Key Laboratory of Optoelectronic Devices and Systems of Ministry of Education and Guangdong Province, College of Physics and Optoelectronic Engineering, Shenzhen University, Shenzhen 518060, People's Republic of China.
Nano Lett. 2023 Sep 13;23(17):7975-7982. doi: 10.1021/acs.nanolett.3c01903. Epub 2023 Aug 29.

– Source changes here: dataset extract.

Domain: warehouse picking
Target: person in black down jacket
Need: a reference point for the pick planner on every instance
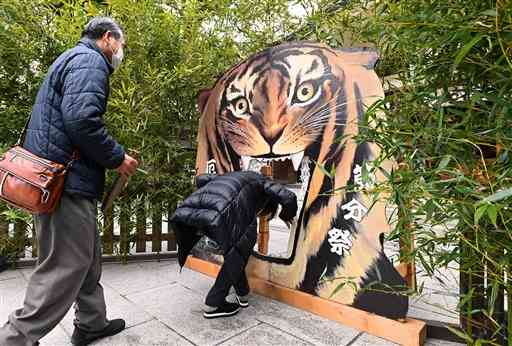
(67, 116)
(225, 208)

Second-harmonic generation (SHG) is a noninvasive imaging technique that enables the exploration of physiological structures without the use of an exogenous label. However, traditional SHG imaging is limited by optical diffraction, which restricts the spatial resolution. To break this limitation, we developed a novel approach called multifocal structured illumination microscopy-SHG (MSIM-SHG). By combination of SHG with MSIM, SHG-based super-resolution imaging of material molecules can be achieved, and this SHG super-resolution imaging has a wide range of applications for biological tissues and cells. MSIM-SHG achieved a lateral full width at half-maximum (fwhm) of 147 ± 13 nm and an axial fwhm of 493 ± 47 nm by imaging zinc oxide (ZnO) particles. Furthermore, MSIM-SHG was utilized to quantify collagen fiber alignment in various tissues such as the ovary, muscle, heart, kidney, and cartilage, demonstrating its feasibility for identifying collagen characteristics. MSIM-SHG has potential as a powerful tool for clinical diagnosis and biological research.
二次谐波产生(SHG)是一种非侵入性的成像技术,可在不使用外源性标记的情况下探索生理结构。然而,传统的 SHG 成像受到光衍射的限制,这限制了空间分辨率。为了打破这一限制,我们开发了一种称为多焦点结构光照明显微镜-SHG(MSIM-SHG)的新方法。通过将 SHG 与 MSIM 结合,可以实现基于 SHG 的材料分子超分辨率成像,这种 SHG 超分辨率成像在生物组织和细胞中有广泛的应用。通过对氧化锌(ZnO)颗粒进行成像,MSIM-SHG 实现了 147±13nm 的横向半高全宽(fwhm)和 493±47nm 的轴向 fwhm。此外,MSIM-SHG 用于定量分析卵巢、肌肉、心脏、肾脏和软骨等各种组织中的胶原纤维排列,证明了其识别胶原特征的可行性。MSIM-SHG 有望成为临床诊断和生物研究的有力工具。